The discount giant has created a program that routes some orders from its e-commerce site to be fulfilled straight from its brick-and-mortar stores. Walmart will use existing local delivery capabilities to get orders to customers faster, while reducing the load on its online fulfilment centers.

Direct-from-store fulfillment of online orders is the latest in a series of a steps Walmart has taken to ensure prompt delivery of holiday packages. The company is taking space in existing regional distribution centers (RDCs) and creating pop-up e-commerce distribution centers, or eDCs, to meet its growing demand for delivery of online orders directly to customers. Walmart expects to ship up to 30% of its holiday volume from pop-up eDCs.

Other supply chain technology enhancements Walmart has enacted in preparation for the holidays include implementing random stow for both sortable and non-sortable items, improving pick times to avoid congestion in aisles with frequently purchased products, ensuring warehouse management app compatibility on employees’ personal devices, rolling out a single, cloud-based integration platform to manage multiple third-party fulfillment solutions, and increasing visibility into its entire fulfillment operations to meet promised delivery dates.

Meanwhile, chief Walmart rival Amazon has reportedly been using fabric tents to create temporary delivery stations to support last-mile delivery of packages during demand surges since April 2019. Amazon is also leveraging its Amazon 4-star and Amazon Books brick-and-mortar locations as physical pickup points for online holiday orders.

Customers won’t see a change in the Walmart app or a need to select a new service to receive online shipments from stores, although they may come in a Walmart bag from a store rather than a Walmart box from Currently, Walmart delivers from more than 2,800 stores, covering nearly two-thirds of the country with direct-from-store delivery.
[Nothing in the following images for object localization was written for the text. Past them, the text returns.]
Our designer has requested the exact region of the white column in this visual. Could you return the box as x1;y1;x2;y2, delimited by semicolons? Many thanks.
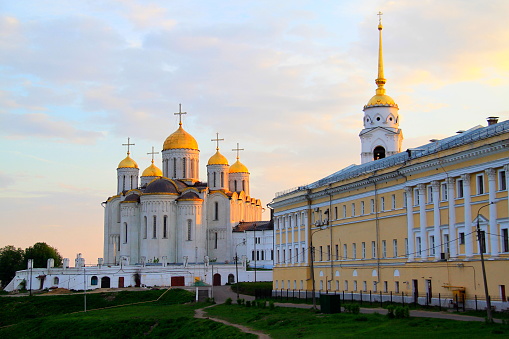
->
404;186;415;261
298;213;302;265
462;174;473;258
447;177;457;258
432;181;441;261
290;214;294;264
305;211;309;264
418;184;428;260
486;168;499;257
285;215;289;265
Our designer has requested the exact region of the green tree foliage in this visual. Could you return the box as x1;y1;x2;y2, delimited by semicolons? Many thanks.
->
0;246;25;288
24;242;63;268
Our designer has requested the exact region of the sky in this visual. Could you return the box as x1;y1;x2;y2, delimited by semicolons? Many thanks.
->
2;0;509;264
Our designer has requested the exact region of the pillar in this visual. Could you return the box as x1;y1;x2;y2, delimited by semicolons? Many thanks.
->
432;181;441;261
486;168;499;257
404;186;415;261
462;174;473;258
417;184;428;260
447;177;457;258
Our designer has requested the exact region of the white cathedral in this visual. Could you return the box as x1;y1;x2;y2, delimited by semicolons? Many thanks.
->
104;108;268;267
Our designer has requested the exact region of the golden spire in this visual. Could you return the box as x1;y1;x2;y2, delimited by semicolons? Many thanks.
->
375;11;386;96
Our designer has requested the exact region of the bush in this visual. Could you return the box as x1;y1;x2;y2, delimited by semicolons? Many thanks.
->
343;304;360;314
225;297;232;305
269;301;275;310
246;300;251;307
205;297;215;304
386;305;396;318
394;306;410;319
236;298;242;305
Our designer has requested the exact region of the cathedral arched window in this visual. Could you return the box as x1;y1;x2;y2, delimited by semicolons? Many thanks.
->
214;202;219;220
373;146;386;160
91;276;98;286
213;172;217;187
53;277;59;285
214;232;218;249
122;176;126;191
242;180;246;192
187;219;192;240
143;216;147;239
153;216;157;238
163;216;168;239
234;180;237;192
172;158;177;178
190;159;194;178
220;172;224;187
182;157;186;178
124;223;128;244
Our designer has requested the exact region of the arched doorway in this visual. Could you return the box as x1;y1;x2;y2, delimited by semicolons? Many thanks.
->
373;146;386;160
101;276;111;288
228;274;235;284
213;273;221;286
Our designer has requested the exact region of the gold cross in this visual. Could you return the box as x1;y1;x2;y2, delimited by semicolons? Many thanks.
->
377;11;383;24
174;103;187;126
122;137;135;155
232;143;244;159
211;132;224;150
147;146;159;164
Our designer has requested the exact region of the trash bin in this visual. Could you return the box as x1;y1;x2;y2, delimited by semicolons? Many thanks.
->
320;294;342;313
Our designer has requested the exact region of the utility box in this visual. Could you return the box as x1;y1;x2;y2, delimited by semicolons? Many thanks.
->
452;288;466;303
320;294;342;314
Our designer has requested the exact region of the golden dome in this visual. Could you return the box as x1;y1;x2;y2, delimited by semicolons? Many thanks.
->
365;94;397;108
163;125;198;151
142;162;163;177
230;159;249;173
208;150;229;165
118;154;138;169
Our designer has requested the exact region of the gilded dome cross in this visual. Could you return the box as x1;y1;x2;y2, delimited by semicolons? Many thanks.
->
211;132;224;150
232;143;244;160
174;103;187;126
122;137;135;155
147;146;159;164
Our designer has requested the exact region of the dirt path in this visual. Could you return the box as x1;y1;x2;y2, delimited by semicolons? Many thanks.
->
194;304;270;339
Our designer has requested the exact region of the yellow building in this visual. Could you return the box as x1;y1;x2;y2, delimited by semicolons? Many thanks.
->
269;19;509;309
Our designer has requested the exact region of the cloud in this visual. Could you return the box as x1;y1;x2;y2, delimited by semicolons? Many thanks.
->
0;112;103;144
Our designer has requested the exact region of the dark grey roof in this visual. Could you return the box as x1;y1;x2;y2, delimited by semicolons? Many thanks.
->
233;221;273;232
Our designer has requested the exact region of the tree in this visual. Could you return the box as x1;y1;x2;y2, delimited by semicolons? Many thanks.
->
24;242;63;269
0;245;25;288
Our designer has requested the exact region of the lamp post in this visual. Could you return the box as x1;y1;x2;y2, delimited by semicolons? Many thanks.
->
235;239;246;300
476;201;497;323
253;223;257;283
310;222;328;309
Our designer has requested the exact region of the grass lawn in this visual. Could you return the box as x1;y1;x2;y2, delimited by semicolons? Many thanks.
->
206;303;509;338
0;289;254;338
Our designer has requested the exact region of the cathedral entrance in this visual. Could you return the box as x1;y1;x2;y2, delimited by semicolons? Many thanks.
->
171;276;185;286
213;273;221;286
101;276;111;288
118;277;124;288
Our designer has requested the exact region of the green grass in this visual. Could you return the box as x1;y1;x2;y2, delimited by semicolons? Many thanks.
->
0;290;255;338
206;303;509;338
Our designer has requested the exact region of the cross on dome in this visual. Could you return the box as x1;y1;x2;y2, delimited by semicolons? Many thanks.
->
174;103;187;126
377;11;383;24
211;132;224;151
122;137;135;155
147;146;159;164
232;143;244;160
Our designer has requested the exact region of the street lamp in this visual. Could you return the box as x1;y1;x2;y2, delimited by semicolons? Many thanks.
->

The company also promotes the program is eco-friendly, as there aren’t as many boxes going out or long-distance miles being driven.

“Services like these that we’ve been building over time allow Walmart to serve customers in ways no other retailer can,” said Tom Ward, senior VP, customer product, Walmart, in a corporate blog post. “We’re able to show up when they need us the most, and that makes us all proud.”